Judge Grove denied the employee’s claim, concluding that the injury did not arise out of the employment pursuant to Dykhoff v. Xcel Energy.  In doing so, Judge Grove, relying on the employee’s testimony, determined that there was insufficient evidence to establish a causal connection between hurrying and the fall, thus making the fall unexplained. 
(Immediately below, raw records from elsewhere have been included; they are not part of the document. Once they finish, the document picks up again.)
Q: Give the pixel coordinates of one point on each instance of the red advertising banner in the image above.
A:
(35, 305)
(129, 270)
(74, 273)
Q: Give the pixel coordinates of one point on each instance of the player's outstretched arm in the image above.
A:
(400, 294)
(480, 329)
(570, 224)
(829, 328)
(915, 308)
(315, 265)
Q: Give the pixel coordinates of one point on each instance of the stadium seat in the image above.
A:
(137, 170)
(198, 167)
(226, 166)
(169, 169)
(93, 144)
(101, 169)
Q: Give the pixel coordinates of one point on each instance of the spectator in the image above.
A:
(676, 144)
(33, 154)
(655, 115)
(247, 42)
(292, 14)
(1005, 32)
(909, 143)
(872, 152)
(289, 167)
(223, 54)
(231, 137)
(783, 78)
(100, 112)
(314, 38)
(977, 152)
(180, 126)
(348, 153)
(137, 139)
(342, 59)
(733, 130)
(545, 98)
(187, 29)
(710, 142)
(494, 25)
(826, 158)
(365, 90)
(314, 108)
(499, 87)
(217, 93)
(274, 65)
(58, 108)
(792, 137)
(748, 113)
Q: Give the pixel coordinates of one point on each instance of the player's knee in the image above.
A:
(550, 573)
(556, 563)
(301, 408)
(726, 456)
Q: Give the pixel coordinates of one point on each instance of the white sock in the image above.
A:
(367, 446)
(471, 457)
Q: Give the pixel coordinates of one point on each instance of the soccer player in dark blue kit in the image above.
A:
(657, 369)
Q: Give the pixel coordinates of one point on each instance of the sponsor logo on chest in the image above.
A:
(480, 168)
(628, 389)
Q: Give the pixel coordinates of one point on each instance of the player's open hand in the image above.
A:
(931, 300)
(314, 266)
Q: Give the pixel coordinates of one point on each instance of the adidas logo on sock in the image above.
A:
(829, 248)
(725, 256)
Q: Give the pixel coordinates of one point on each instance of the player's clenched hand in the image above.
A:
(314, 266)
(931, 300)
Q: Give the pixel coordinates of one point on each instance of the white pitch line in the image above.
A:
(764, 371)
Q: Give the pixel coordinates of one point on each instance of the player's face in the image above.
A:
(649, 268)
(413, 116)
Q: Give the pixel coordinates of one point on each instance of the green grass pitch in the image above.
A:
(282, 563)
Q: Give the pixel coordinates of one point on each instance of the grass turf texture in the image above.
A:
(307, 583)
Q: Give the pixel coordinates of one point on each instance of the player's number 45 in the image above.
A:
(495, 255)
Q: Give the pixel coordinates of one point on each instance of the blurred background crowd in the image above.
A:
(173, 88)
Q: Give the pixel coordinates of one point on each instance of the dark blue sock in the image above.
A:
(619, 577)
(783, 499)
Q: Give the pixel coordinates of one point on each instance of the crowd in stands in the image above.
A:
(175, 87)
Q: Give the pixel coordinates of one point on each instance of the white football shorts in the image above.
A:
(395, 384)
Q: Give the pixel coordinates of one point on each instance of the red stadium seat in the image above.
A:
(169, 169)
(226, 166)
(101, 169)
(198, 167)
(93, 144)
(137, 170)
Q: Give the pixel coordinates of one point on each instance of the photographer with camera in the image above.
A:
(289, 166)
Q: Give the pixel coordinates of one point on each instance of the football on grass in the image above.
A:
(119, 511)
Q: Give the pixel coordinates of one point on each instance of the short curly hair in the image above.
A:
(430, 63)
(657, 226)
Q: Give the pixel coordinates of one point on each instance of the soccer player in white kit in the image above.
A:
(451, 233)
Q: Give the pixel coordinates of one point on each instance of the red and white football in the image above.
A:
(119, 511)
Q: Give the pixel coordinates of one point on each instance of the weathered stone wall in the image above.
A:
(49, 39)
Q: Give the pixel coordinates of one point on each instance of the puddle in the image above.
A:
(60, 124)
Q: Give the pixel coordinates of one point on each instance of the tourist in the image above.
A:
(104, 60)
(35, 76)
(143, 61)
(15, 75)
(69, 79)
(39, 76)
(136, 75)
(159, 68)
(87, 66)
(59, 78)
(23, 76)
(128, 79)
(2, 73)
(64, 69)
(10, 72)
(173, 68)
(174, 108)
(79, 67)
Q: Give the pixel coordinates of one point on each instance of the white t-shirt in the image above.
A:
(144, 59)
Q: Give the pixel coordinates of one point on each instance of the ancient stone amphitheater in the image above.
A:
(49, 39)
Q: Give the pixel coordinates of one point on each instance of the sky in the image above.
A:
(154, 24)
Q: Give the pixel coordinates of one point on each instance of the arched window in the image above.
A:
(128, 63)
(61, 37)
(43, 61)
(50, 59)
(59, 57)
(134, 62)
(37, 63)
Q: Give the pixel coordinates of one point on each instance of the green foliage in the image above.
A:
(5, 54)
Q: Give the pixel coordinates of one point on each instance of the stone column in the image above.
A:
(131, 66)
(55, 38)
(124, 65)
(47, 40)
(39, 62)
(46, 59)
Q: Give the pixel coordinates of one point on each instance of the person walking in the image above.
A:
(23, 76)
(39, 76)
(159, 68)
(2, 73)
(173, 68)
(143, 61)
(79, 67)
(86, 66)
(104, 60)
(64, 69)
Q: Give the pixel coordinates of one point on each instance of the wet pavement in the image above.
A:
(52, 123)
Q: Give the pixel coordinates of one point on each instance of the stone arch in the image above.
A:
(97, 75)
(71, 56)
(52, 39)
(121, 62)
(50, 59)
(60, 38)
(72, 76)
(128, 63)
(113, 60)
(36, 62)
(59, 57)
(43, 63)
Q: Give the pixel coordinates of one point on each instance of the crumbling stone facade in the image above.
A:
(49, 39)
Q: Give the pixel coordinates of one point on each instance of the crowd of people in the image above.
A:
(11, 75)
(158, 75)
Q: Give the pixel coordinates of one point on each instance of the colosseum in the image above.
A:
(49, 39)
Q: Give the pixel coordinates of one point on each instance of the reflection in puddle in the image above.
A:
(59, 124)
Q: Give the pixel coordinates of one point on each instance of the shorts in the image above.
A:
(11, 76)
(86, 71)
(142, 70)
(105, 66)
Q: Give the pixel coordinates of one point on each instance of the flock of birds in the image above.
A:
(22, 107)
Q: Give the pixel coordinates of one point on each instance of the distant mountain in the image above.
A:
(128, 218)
On appeal, the Employee again argued that she was “walking fast” and “hurrying” on her way to punch out.  Relying on prior WCCA decisions in Kubis, Williams and Erven, the Employee argued that hurrying while walking, by itself, presented an increased risk of injury.  In rejecting this argument and affirming Judge Grove’ decision, the WCCA did not specifically decide whether hurrying, by itself, would constitute an increased risk of injury in every case.  Rather, the court focused on the Employee’s testimony that she did not know why she fell and did not connect hurrying to her fall.  Citing Dykhoff and Roller-Dick, the WCCA emphasized that unexplained falls are not compensable under Minnesota workers’ compensation law.  Walking on a non-slippery, flat, dry and debris-free floor is a neutral condition and, absent an increased risk of injury, injuries in a neutral setting are not compensable.  Although the hurrying was argued to be the hazard, substantial evidence supported the compensation Judge’s determination that the Employee failed to establish a causal connection between hurrying and the fall.  In turn, the WCCA affirmed Judge Grove’s decision.